Het aloude gezegde ‘lui zweet is gauw gereed’ blijkt met andere woorden van alle tijden. Dat verklaarde ik vorige week op de boekvoorstelling van Stop Phishing ook. En dat Nico die uitdrukking voorheen niet kende. Wellicht omdat hij uit West-Vlaanderen komt, voegde ik eraan toe, tot grote hilariteit van het publiek. Want aan de oostelijke kant van Brussel weet iedereen dat West-Vlamingen bekend staan om hun haast legendarische werkijver. Ze wroeten en ploegen tot ze erbij neervallen. Toch? Dat is tenminste wat ik vroeger dacht, tot co-auteur van Stop Phishing dat beeld enigszins bijstelde. Nu denk ik ‘all work and no play’ in de Far West vooral iets was van de oude tijd. De tijd voordat computers en internet bestonden, en er in feite niets beters te bedenken viel dan een veld te maaien of een stal uit te mesten. Je ziet dat nu nog, in Bokrijk, of in Boer zkt. Vrouw. Niet toevallig blijven ook in dat laatste programma de West-Vlaamse agrariërs goed vertegenwoordigd. Geen wonder dat al dat werken voor de liefde geen tijd over laat. Kandidaten die zich voor deze boeren aanmelden, moeten dan ook beschikken over een vergelijkbare werkethiek en beslist niet tot het ras der ‘lussakken’ behoren. Want hoewel West-Vlamingen de uitdrukking van het luie zweet niet kennen, hebben ze wel een geheel eigen woord voor het identificeren van een luierik. Terwijl ik al die jaren dacht dat een ‘lussak’ op noeste arbeid in de wijnproductie wees… Ik kan me de wijnflesetiketten nog haarscherp voor de geest halen, waarop in nuchtere letters de naam ‘Lussac Saint-Emilion’ prijkte. Nu weet ik het dus, dat dat een dorpje in de Gironde is, waar allemaal luieriken bij elkaar wonen. Zo’n beetje het omgekeerde van West-Vlaanderen dus.

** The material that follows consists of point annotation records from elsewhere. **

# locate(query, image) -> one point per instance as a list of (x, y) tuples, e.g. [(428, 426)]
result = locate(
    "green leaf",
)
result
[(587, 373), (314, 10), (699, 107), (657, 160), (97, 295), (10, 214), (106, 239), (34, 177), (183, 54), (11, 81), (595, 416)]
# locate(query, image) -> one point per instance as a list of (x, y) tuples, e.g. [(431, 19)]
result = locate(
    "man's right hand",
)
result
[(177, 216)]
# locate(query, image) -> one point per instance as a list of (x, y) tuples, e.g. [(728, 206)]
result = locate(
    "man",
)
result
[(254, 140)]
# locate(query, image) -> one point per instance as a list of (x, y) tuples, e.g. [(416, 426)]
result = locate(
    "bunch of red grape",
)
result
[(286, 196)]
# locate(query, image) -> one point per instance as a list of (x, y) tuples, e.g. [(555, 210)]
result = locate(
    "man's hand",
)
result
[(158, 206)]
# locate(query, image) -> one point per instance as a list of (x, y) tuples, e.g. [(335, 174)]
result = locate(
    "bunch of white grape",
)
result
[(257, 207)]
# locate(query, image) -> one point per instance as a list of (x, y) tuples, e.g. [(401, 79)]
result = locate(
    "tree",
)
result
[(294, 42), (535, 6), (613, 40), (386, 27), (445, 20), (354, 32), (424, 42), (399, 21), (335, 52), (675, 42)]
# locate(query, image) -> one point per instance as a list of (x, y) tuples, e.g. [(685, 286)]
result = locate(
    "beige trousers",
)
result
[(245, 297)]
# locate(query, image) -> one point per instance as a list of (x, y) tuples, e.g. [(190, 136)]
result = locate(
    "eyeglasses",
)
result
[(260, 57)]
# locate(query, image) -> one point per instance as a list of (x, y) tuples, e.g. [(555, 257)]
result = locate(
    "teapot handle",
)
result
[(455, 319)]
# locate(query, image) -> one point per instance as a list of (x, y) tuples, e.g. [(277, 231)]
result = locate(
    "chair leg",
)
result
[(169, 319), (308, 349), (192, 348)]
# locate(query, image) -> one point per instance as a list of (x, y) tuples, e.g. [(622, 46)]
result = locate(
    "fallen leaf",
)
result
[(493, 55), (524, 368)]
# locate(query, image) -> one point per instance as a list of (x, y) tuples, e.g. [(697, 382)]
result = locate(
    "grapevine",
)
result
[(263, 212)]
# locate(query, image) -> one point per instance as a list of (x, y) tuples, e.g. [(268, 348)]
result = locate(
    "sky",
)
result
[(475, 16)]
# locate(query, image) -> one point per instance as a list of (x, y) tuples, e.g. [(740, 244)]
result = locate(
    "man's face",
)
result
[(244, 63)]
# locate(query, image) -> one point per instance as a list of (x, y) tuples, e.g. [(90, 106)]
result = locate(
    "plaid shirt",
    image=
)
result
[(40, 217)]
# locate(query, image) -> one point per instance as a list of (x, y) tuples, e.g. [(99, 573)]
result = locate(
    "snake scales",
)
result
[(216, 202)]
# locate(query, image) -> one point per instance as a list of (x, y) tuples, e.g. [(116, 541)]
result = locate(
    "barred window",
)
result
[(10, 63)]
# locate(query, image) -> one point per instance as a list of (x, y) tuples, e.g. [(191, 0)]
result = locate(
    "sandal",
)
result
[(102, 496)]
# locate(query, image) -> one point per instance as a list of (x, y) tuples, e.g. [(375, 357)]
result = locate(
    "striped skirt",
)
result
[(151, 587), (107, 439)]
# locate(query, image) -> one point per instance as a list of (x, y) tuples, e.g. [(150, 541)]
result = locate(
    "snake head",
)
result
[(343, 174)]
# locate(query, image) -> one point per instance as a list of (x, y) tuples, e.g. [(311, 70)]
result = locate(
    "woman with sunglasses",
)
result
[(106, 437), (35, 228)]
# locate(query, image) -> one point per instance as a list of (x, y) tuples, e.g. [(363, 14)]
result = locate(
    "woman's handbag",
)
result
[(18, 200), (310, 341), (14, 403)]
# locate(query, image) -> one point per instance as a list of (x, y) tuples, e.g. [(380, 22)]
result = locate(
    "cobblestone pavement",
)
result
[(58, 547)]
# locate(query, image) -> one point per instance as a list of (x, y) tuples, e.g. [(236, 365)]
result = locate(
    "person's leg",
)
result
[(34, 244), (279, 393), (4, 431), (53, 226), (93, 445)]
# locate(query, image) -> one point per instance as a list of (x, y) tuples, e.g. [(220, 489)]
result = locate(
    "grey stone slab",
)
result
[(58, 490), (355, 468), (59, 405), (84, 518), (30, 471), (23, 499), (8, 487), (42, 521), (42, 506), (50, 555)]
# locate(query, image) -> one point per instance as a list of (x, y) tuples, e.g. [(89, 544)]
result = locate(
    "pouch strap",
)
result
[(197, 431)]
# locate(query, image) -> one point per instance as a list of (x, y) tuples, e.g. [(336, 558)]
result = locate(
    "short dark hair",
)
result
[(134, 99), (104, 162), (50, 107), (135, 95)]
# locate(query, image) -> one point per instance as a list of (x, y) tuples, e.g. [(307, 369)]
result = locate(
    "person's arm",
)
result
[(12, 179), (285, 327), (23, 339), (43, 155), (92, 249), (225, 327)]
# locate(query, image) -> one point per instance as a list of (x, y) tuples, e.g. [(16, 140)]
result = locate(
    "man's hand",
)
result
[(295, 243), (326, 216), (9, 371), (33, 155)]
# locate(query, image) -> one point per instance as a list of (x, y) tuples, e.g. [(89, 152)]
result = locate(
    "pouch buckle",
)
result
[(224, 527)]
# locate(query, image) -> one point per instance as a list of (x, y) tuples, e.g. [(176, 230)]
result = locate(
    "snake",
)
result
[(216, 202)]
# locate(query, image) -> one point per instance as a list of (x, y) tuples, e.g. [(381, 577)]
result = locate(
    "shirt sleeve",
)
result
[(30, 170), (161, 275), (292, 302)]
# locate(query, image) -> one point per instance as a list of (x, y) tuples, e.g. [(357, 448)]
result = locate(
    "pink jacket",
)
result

Santé, zou ik zeggen, op de dertig tips in Stop Phishing, het boek dat vorige week in het stadhuis van Diest plechtig werd voorgesteld. Met speciale dank aan burgemeester Christophe De Graef en zijn team, waarbinnen – zelfs ondanks een Mexicaanse jetlag – in geen velden of wegen een lussak te bespeuren viel!